Melaka – eine Stadt geprägt vom Kolonialismus

Von der kleinen Küstenstadt Melaka in Malaysia, unserem nächsten Ziel haben wir schon viel gehört. Hübsch soll sie sein, aber auch unglaublich überfüllt. Vorallem asiatische Touristen, aus Malaysia, Singapur und China strömen angeblich massenweise nach Melaka. Uns überrascht dies nicht, wurde die Stadt doch 2008 zum UNESCO Weltkulturerbe erklärt. Und was in der UNESCO-Liste zu finden ist, zieht auch entsprechend viele Leute an. Mit gemischten Erwartungen sind wir nach Melaka gereist und werden tatsächlich überrascht – uns nämlich gefällt die kleine Stadt im Südwesten des Landes auf Anhieb.

Von Singapur aus passieren wir mit dem Bus abermals die Grenze nach Malaysia und mieten uns für ein paar Tage im absolut empfehlenswerten Old Town Guesthouse ein.
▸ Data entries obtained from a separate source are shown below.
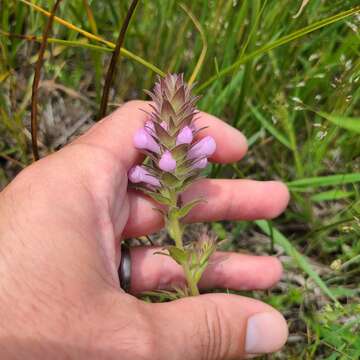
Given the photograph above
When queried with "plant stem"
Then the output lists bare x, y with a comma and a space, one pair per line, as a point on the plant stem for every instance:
175, 230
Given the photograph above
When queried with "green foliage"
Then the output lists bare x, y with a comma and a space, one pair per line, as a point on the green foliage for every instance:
290, 84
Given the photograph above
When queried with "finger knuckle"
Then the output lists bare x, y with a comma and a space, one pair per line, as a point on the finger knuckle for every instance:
216, 332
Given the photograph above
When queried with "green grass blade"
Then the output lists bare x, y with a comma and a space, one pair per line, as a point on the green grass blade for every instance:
282, 41
345, 122
270, 128
301, 260
332, 195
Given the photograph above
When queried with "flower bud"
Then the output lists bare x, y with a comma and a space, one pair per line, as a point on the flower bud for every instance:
201, 164
185, 136
143, 140
164, 125
204, 148
150, 127
138, 174
167, 162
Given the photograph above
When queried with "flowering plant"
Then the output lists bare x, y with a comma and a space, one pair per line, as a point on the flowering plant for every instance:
175, 158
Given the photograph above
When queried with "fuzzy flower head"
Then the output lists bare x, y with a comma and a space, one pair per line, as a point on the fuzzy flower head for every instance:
176, 154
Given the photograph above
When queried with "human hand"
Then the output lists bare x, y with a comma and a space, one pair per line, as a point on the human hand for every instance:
62, 222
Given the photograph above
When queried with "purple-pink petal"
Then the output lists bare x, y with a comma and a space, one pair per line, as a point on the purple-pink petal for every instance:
204, 148
201, 164
164, 125
167, 162
149, 127
185, 136
138, 174
143, 140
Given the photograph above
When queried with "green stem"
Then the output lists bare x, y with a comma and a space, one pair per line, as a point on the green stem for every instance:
175, 230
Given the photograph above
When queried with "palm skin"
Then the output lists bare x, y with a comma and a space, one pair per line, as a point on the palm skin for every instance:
63, 220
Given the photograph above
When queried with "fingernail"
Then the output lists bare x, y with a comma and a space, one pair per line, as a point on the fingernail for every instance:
265, 333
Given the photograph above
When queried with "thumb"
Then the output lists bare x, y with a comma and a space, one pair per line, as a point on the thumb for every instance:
218, 326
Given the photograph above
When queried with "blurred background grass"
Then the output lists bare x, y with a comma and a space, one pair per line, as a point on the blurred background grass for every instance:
295, 97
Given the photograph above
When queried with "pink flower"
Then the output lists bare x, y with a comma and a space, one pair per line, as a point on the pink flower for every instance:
149, 127
167, 162
185, 136
138, 174
164, 125
204, 148
143, 140
201, 164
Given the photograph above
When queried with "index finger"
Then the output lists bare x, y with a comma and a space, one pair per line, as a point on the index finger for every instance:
115, 134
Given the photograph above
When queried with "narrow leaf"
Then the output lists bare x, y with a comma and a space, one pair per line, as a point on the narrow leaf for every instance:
345, 122
301, 260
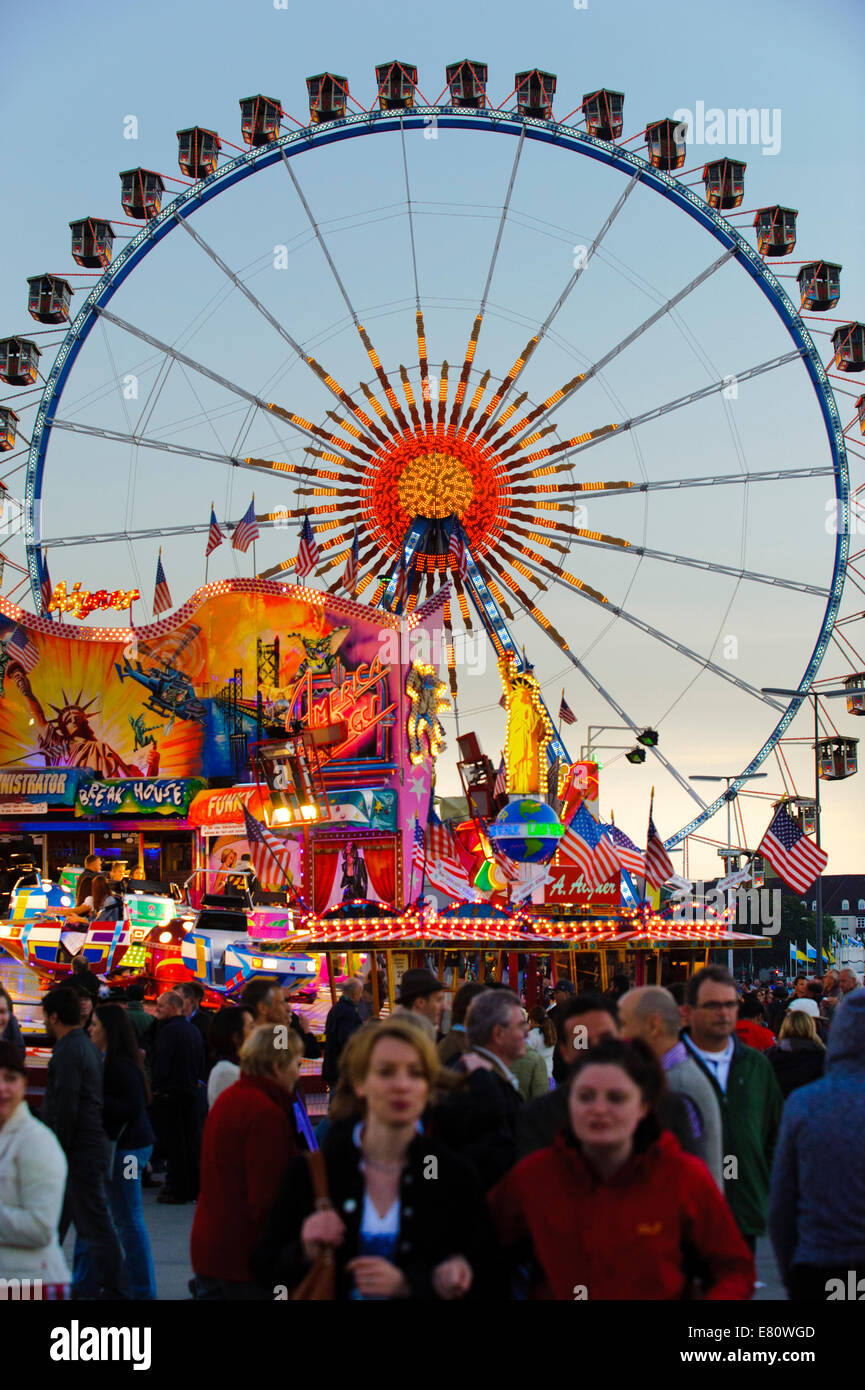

Chua der Besitzer des Hostels begrüsst uns überaus freundlich und gibt uns Tipps für die Besichtigung der Stadt. Er ist in der Stadt aufgewachsen und sieht mit einem etwas kritischen Auge die immer mehr fortschreitende Ausschlachtung des Ortes. Neben grossen Shoppingmalls wurde mitten in der Altstadt ein riesiges Gebäude errichtet, in welchem sich der H&M eingemietet hat, gleich nebenan gibt es seit neustem ein Hard Rock Café… Chuan gibt uns Tipps und hilft wo er nur kann, wir fühlen uns bei ihm tatsächlich fast wie zu Hause.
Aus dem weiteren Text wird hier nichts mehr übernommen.